30. The set of claim 25, wherein the set comprises moieties specific for at least 3 tumor markers, wherein the three tumor markers are further defined as being any three of tumor markers FI-1 to FI-147.

31. The set of claim 25, wherein the set comprises a moiety specific for the tumor marker SERPINA1.

32. The set of claim 25, further defined as comprising at least 5 moieties specific for the tumor markers of tables 1 to 6.

33. The set of claim 32, further defined as comprising at least 10 moieties specific for the tumor markers of tables 1 to 6.

34. The set of claim 25, wherein the moieties are oligonucleotides specific for tumor marker nucleic acids.

35. The set of claim 25, wherein the moieties are antibodies or antibody fragments.

36. The set of claim 35, wherein the antibodies are further defined as Fab, Fab′ Fab₂, F(ab′)₂or scFv, specific for tumor marker proteins.

37. The set of claim 25, wherein the moieties are immobilized on a solid support.

38. The set of claim 37, wherein the solid support is a microarray.

39. The set of claim 25, wherein at least 10% of all analyte binding moieties of the set are moieties which are specific for tumor markers further defined as any combination of PI-1 to PI-33, PII-1 to PII-64, PIII-1 to PIII-70, FI-1 to FI-147, PIV-1 to PIV-9, and PV-1 to PV-11.

40. The set of claim 25, wherein the set comprises less than 50000 analyte binding moieties.

41. A method for detecting one or more thyroid cancer markers in a sample comprising using the set of claim 25 and detecting the presence or measuring amount of the occurrence of tumor markers in the sample.

42. The method of claim 41, wherein the sample comprises mammalian cells.

43. The method of claim 42, where the mammalian cells are human cells.

44. The method of claim 41, wherein the detection or measurement is done by RNA-expression analysis, protein analysis, protein microarray detection, mRNA microarray detection, ELISA, a multiplex assay, immunohistochemistry, DNA analysis, comparative genomic hybridization (CGH)-arrays, or single nucleotide polymorphism (SNP)-analysis.
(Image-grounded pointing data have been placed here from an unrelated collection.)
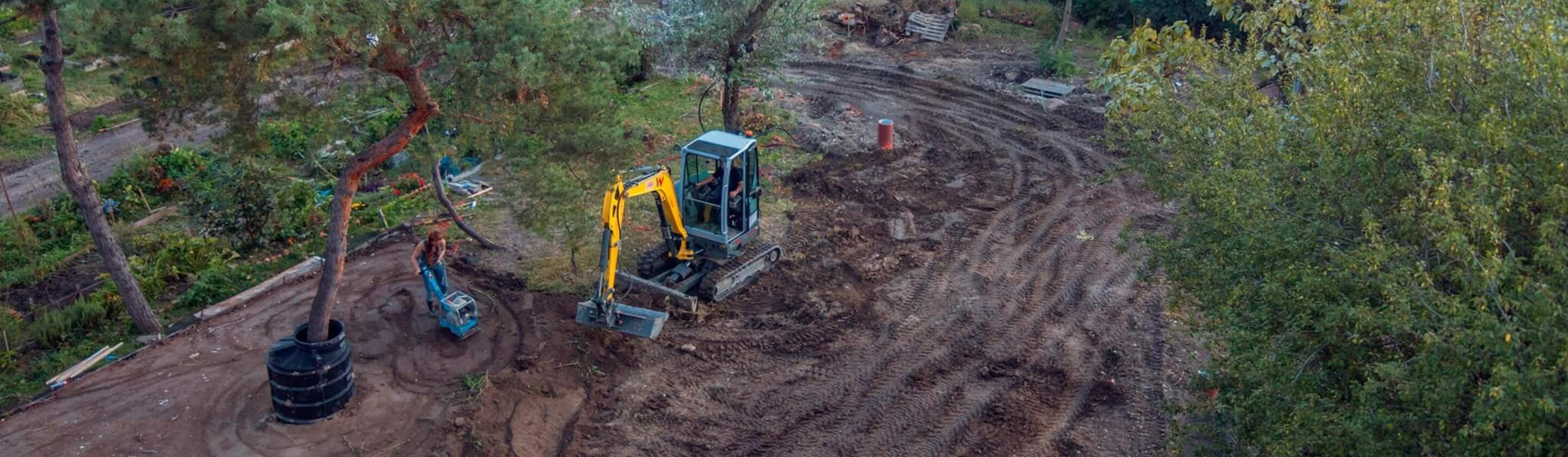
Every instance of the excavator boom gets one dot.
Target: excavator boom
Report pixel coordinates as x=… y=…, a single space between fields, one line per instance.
x=603 y=311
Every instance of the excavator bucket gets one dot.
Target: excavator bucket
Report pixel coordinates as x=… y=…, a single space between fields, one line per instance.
x=623 y=318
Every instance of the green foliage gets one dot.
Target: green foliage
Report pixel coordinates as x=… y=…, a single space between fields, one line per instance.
x=179 y=72
x=176 y=257
x=16 y=112
x=1380 y=259
x=16 y=26
x=1045 y=16
x=253 y=204
x=1056 y=63
x=85 y=315
x=1161 y=13
x=291 y=140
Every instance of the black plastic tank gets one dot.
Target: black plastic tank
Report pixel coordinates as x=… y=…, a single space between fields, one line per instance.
x=311 y=381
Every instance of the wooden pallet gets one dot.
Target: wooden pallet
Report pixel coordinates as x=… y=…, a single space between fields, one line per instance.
x=930 y=27
x=1046 y=88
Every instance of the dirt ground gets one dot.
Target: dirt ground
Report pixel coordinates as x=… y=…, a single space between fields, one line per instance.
x=966 y=295
x=204 y=392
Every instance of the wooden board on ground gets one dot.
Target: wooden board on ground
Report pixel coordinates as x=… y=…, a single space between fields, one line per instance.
x=84 y=365
x=930 y=27
x=1046 y=88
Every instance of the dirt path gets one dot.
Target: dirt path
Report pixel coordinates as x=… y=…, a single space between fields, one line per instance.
x=101 y=156
x=106 y=151
x=961 y=297
x=204 y=392
x=965 y=295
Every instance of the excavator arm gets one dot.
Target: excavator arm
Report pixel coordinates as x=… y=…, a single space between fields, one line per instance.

45. The method of claim 44, wherein the detection or measurement is done by tissue microarray detection, microarray analysis, or quantitative PCR.
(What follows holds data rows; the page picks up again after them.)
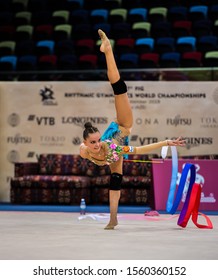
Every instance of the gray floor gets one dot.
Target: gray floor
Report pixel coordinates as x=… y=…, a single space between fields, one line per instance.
x=59 y=236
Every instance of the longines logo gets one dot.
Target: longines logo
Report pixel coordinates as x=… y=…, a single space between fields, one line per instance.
x=197 y=141
x=42 y=120
x=80 y=121
x=18 y=139
x=209 y=122
x=177 y=120
x=13 y=119
x=146 y=121
x=47 y=95
x=51 y=141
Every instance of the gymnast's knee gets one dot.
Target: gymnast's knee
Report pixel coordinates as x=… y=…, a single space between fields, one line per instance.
x=115 y=181
x=119 y=87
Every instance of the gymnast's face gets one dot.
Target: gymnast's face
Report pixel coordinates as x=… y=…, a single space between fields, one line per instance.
x=93 y=142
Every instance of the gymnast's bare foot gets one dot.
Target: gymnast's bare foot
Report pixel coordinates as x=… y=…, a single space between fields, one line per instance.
x=111 y=225
x=105 y=45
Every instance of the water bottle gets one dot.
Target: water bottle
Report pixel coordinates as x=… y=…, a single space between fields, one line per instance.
x=83 y=207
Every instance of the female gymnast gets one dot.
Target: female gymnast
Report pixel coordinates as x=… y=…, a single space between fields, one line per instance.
x=109 y=148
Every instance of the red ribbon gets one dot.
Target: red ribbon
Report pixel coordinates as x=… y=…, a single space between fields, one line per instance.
x=192 y=210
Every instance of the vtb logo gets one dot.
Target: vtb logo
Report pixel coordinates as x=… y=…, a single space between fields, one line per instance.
x=42 y=120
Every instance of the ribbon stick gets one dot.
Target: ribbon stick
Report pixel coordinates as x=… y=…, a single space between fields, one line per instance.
x=193 y=196
x=138 y=160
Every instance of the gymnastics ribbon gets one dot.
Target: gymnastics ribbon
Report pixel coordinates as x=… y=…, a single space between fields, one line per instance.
x=173 y=176
x=193 y=196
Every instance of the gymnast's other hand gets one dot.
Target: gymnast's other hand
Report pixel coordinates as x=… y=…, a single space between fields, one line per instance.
x=177 y=142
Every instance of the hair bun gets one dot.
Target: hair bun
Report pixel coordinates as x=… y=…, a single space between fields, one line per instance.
x=87 y=125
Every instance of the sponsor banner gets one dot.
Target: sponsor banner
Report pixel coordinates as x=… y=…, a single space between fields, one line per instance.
x=49 y=117
x=206 y=175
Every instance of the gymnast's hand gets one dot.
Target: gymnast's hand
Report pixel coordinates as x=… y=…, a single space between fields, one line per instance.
x=178 y=142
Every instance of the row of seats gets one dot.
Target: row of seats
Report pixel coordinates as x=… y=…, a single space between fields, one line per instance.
x=32 y=5
x=152 y=15
x=116 y=31
x=92 y=61
x=120 y=46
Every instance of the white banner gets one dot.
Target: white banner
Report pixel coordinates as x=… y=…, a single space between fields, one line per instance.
x=49 y=117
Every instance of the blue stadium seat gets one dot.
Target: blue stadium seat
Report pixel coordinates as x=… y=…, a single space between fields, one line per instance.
x=186 y=44
x=143 y=45
x=8 y=63
x=45 y=47
x=137 y=15
x=165 y=44
x=170 y=60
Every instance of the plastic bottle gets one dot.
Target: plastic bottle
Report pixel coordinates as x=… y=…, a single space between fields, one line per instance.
x=83 y=207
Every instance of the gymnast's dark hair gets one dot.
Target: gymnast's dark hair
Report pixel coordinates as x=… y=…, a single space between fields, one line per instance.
x=89 y=129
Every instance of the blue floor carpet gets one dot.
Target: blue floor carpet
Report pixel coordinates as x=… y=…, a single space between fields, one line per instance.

46. A method for diagnosis of cancer in a patient comprising:

providing a sample from the patient;

detecting one or more tumor markers with a set of claim 25;

comparing measured signal values of the tumor markers with values of the tumor markers in a healthy sample; and

diagnosing cancer if more than 50% of the values differ compared to the values of the healthy samples by at least the standard deviation of the method of measurement and/or differ compared to the values of the healthy samples by at least a factor 1.5.

47. The method of claim 46, wherein the sample is a cell sample.

48. A method for the identification of disease specific markers comprising:

providing gene expression data on multiple potential disease specific genes of at least two different expression datasets;

determining common genes of the datasets;

normalizing each gene expression dataset;

combining the gene expression datasets to a combined dataset; and

determining genes of the combined data set by determining its nearest shrunken centroid, which includes determination of a cross-validated error value of assigning the genes to the disease and minimizing the error value by reducing the number of members of the combined, preferably normalized, data set;

wherein the genes of the reduced data set are the markers specific for the disease.